The Bottom Line on Pain Relievers and Blood Pressure
According to multiple studies, both NSAID medications and acetaminophen may increase blood pressure. Aspirin, when taken at night, can have a positive effect on lowering blood pressure in pre-hypertensive patients.
So, what’s a person to do? Generally, pain relievers are safe for those without pre-existing health conditions. However you should not take them for a prolonged period. If you experience pain that is chronic or long-lasting, contact your medical provider.
If you are looking for how to choose the safest over-the-counter pain medications, you must know the ingredients in the medication you choose. Understand their potential interactions with other medications you are currently taking, and take into account various lifestyle factors such as your average alcohol consumption.
For Those with Pre-Existing Conditions
For individuals with pre-existing conditions, you must consult your doctor before taking any pain reliever; NSAIDs, acetaminophen, or otherwise. This includes diabetics, those with heart conditions, and auto-immune disorders. Only a medical professional can advise you on the proper course of treatment.
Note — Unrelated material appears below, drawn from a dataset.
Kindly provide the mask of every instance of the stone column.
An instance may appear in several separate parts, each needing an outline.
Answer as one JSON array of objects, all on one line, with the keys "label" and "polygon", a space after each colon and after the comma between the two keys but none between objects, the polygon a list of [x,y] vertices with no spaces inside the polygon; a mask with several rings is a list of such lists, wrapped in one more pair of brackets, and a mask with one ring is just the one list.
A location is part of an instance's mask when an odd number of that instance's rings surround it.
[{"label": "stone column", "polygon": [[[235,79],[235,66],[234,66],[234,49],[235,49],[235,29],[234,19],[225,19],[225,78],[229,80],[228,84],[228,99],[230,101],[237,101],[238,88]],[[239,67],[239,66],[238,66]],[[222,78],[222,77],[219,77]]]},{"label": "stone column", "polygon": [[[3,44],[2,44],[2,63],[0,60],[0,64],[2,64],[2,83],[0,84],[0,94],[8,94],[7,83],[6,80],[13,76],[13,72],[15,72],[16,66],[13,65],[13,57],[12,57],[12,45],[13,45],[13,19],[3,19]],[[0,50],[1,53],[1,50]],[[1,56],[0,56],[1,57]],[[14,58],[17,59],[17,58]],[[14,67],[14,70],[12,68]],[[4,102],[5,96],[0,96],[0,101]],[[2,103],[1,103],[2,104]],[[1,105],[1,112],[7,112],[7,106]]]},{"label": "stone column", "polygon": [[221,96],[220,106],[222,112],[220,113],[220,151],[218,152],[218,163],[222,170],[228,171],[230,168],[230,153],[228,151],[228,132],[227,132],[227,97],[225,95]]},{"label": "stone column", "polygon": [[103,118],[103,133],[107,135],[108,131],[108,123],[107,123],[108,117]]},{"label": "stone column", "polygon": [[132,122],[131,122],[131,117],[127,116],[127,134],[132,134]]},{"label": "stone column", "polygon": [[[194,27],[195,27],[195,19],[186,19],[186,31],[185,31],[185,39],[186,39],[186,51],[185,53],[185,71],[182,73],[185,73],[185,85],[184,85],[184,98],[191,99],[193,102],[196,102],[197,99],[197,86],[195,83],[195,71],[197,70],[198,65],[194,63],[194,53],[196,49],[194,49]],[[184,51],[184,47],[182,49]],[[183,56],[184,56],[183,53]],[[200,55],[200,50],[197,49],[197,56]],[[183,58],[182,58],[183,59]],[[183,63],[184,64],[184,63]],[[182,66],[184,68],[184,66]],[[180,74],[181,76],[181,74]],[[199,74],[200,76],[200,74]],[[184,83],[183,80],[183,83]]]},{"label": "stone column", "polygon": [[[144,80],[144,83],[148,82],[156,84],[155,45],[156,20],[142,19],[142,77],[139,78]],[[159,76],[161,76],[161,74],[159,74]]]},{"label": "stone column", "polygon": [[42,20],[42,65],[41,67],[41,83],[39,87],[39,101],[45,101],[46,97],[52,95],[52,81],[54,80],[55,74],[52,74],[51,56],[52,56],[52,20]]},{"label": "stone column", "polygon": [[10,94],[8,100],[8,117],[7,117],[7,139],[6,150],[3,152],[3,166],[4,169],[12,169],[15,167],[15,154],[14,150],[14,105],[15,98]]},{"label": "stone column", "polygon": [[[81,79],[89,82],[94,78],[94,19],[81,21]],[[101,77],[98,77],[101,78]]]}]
Those Taking Other Medications
Additionally, anyone currently taking other medications should consult with a doctor regarding the most appropriate pain reliever. As both NSAIDs and acetaminophen can interact with prescription or other over-the-counter drugs, you must have clear direction from a medical professional on which is the safest route to take.
Acetaminophen is known to have far fewer drug interactions than other over-the-counter pain relievers.
Natural Pain Remedies
With many concerns over medication interactions, more patients are turning to holistic treatment options to treat pain. From avoiding foods that make the pain worse to trying stretching exercises that eases back pain, there are many options to try before turning to pain relieving medications. However, even before starting a holistic treatment regimen, it is essential to consult with your treating physician.